The name of the disease is derived from its place on the list of rash-causing childhood diseases which includes measles (1st), scarlet fever (2nd), rubella (3rd), and Duke’s disease (4th). Fifth disease often affects pre-schoolers and school-aged children during the spring.
The unmistakable sign of this illness is bright-red cheeks. The disease is transmitted via fluids in the mouth and nose when someone sneezes or coughs but can also be spread by contact with infected blood. 20% of those who get the virus will not have symptoms.
The disease usually starts with runny nose, low-grade fever, and headache. Later a rash will appear on the cheeks. Sometimes the rash will even cover the bridge of the nose and areas around the mouth. Some individuals also experience joint pain and swelling. The rash may itch and last anywhere from a couple of days to several weeks.
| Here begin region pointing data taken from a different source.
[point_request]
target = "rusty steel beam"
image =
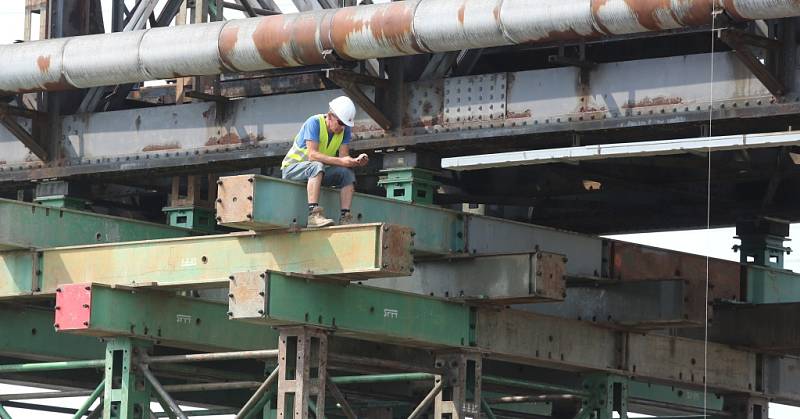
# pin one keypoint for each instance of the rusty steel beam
(352, 33)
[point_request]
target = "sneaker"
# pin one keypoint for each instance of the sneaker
(317, 219)
(345, 219)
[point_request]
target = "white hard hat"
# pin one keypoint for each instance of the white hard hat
(344, 109)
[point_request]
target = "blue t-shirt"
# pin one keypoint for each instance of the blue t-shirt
(310, 131)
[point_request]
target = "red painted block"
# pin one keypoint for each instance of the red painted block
(73, 307)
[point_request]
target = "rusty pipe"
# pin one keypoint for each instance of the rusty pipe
(353, 33)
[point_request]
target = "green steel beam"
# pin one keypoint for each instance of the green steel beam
(349, 309)
(28, 226)
(347, 252)
(249, 202)
(161, 317)
(646, 394)
(28, 333)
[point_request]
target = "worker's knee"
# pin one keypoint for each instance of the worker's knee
(315, 169)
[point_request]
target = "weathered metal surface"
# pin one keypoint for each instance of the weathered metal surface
(350, 310)
(26, 225)
(763, 327)
(633, 262)
(364, 32)
(28, 333)
(571, 344)
(190, 323)
(620, 95)
(437, 231)
(639, 305)
(769, 285)
(346, 252)
(500, 279)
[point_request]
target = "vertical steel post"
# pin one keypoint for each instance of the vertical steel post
(127, 391)
(302, 364)
(461, 393)
(607, 393)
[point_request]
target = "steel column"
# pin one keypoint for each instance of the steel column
(127, 391)
(461, 389)
(302, 372)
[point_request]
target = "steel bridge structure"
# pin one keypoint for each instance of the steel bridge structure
(150, 254)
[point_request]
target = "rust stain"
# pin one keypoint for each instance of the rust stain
(596, 5)
(592, 109)
(43, 62)
(160, 147)
(730, 8)
(655, 101)
(524, 114)
(61, 84)
(270, 35)
(230, 138)
(227, 41)
(389, 26)
(304, 40)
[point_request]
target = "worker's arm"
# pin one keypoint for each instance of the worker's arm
(361, 160)
(343, 160)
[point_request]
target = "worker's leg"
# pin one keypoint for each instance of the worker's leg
(344, 179)
(314, 173)
(313, 187)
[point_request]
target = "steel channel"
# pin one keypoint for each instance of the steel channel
(91, 399)
(52, 366)
(218, 356)
(529, 385)
(356, 33)
(381, 378)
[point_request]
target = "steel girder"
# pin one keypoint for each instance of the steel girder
(26, 226)
(347, 252)
(437, 231)
(157, 316)
(665, 91)
(499, 334)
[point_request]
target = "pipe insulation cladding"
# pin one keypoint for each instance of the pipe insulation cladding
(353, 33)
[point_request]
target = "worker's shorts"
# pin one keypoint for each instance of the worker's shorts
(334, 175)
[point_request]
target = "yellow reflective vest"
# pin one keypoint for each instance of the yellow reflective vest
(328, 147)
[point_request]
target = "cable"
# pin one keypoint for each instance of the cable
(714, 13)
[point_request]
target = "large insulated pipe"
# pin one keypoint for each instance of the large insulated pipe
(354, 33)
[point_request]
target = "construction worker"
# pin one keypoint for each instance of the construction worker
(320, 154)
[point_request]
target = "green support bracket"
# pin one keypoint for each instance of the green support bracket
(691, 400)
(193, 218)
(762, 242)
(263, 203)
(28, 226)
(409, 184)
(127, 391)
(766, 285)
(156, 316)
(28, 333)
(350, 310)
(607, 394)
(351, 252)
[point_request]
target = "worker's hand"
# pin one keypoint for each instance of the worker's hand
(350, 162)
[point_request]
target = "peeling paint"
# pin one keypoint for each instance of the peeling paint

Teenagers and adults may experience self-limited arthritis and have difficulty walking and bending joints like wrists, ankles, knees, shoulders, and fingers. As the rash begins to go away it may have a lacy appearance.
In most cases the disease will go away on its own.
Drinking plenty of fluids and getting extra rest will help. Treatment focuses primarily on managing symptoms such as fever, itching, joint pain and swelling. Taking acetaminophen (Tylenol) can reduce pain.